Our results showed that the UV irradiance varied considerably depending upon the surface location. For example, with the UVGI fixture in the back position and without the addition of UV-reflective surfaces, the most irradiated location received a dose of UVGI sufficient for disinfection in 16 seconds, but the least irradiated location required 15 hours. Because the overall time required to disinfect all of the interior surfaces is determined by the time required to disinfect the surfaces receiving the lowest irradiation levels, the patient compartment disinfection times for different UVGI configurations ranged from 16.5 hours to 59 minutes depending upon the UVGI fixture position and the interior surface reflectivity. These results indicate that UVGI systems can reduce microbial surface contamination in ambulance compartments, but the systems must be rigorously validated before deployment. Optimizing the UVGI fixture position and increasing the UV reflectivity of the interior surfaces can substantially improve the performance of a UVGI system and reduce the time required for disinfection.
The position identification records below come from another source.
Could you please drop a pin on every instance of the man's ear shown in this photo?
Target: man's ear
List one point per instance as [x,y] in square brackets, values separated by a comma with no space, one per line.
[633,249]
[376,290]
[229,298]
Keywords: Decontamination, emergency medical services, ambulance, infection control, health care-associated infection

Introduction

Ambulance patient compartments are frequently contaminated with pathogenic microorganisms shed by patients during transport. These microorganisms can potentially be transferred to subsequent patients and to emergency medical service (EMS) workers by direct contact with the surfaces or by indirect transmission via hands or medical items. The potential risk for the transmission of infections via contaminated surfaces is of great concern to the EMS community and could become a critical problem during an infectious disease pandemic, when large numbers of highly contagious patients would be transported and when the ability to decontaminate ambulances and return them to service as soon as possible would be needed. In 2012, the InterAgency Board, a working group of emergency preparedness and response officials, listed the development of rapid decontamination systems for ambulances as one of its research priorities.⁽¹⁾

Current procedures for infection prevention in emergency medical services typically call for the interior of the patient compartment to be cleaned of visible bodily fluids or soil, sprayed with an approved disinfectant, wiped after the appropriate contact time, and allowed to air dry.⁽²⁾ Such manual disinfection efforts are tedious and time-consuming, and several studies have shown that persistent contamination is common in patient compartments even after cleaning. Roline et al.⁽³⁾ swabbed five potential fomite surfaces in ambulances and found methicillin-resistant Staphylococcus aureus (MRSA) in 10 of 21 ambulances that were examined. Brown et al.⁽⁴⁾ sampled 16 areas within ambulances used in rural Maine and found MRSA in 25 of 51 ambulances studied. Rago et al.⁽⁵⁾ found S. aureus in 69% (49/71) of ambulances serving a metropolitan area; 77% (77/100) of the isolates were resistant to at least one antibiotic, and 34% (34/100) were resistant to two or more antibiotics. Valdez et al.⁽⁶⁾ seeded two high-contact surfaces with a bacteriophage and found that the contamination was spread to 56% (27/48) of other commonly-touched surfaces that were examined, primarily by hand contact. Standard cleaning practices only partly reduced the contamination. A study of Ohio EMS personnel found that 4.6% (13/280) had nasal carriage of MRSA, suggesting that occupational exposures were resulting in colonization of workers by pathogens.⁽⁷⁾

One potential method to reduce the risk of disease transmission in patient compartments is disinfection through the use of whole-compartment systems, such as disinfectant foggers or ultraviolet germicidal irradiation (UVGI). Such germicidal systems are employed as a final disinfection step after the patient has been removed and visible contamination has been cleaned (called terminal disinfection). Terminal disinfection systems do not eliminate the need to first manually clean heavy or visible contamination. However, the use of a terminal disinfection system could allow the manual cleaning to focus on surfaces that are visibly contaminated or most prone to contamination, rather than attempting to wipe down every surface in the ambulance.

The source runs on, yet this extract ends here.